Time difference between the bounds given in Theorem A and Theorem 1 with respect to p for \(k=1\) and \(k=10\), respectively

Fig. 8
figure 8

Time difference between the bounds given in Theorem A and Theorem 1 with respect to k for \(p=10000019\) and \(p=2128240847\), respectively

7 Conclusion

In this paper we study the family of Legendre sequences generated by irreducible polynomials over a prime finite field and its f-complexity. The main aim of this work is to give a better bound on the f-complexity of this family.
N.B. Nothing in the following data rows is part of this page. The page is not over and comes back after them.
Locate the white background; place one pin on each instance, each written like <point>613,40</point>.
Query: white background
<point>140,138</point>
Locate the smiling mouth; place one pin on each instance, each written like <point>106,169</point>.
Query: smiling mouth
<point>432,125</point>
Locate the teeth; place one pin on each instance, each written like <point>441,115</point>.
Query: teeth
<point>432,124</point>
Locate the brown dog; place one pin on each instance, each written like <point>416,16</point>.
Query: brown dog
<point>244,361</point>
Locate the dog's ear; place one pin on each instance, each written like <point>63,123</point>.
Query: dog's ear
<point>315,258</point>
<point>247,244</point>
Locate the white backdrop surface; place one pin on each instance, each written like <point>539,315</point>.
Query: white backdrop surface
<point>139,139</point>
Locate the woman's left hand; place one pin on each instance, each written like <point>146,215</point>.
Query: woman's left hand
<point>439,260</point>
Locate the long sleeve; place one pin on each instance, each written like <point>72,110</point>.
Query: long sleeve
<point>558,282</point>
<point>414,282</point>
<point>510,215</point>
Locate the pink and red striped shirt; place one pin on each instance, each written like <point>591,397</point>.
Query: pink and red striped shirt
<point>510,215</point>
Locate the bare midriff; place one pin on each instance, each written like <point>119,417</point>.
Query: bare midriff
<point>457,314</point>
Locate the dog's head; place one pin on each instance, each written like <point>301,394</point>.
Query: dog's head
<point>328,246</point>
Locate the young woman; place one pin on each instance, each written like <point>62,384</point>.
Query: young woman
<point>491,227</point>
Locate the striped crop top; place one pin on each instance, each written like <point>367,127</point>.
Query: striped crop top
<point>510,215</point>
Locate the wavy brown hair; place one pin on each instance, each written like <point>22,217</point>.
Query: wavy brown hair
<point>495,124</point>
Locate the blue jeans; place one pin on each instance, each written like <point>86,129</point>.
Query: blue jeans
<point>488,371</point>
We present a new lower bound on the f-complexity depending on the Lambert W function. Then we approximate the W function so that we get another bound depending only on logarithmic functions. Also we prove that this bound strictly improves the previously known bounds. It would be a good future work to construct Legendre sequences by using the irreducibles of degree \(k>k_0\) for some positive integer \(k_0\) for getting a better family complexity bound, and to apply the bounds obtained in this paper to improve the bounds for other randomness measures.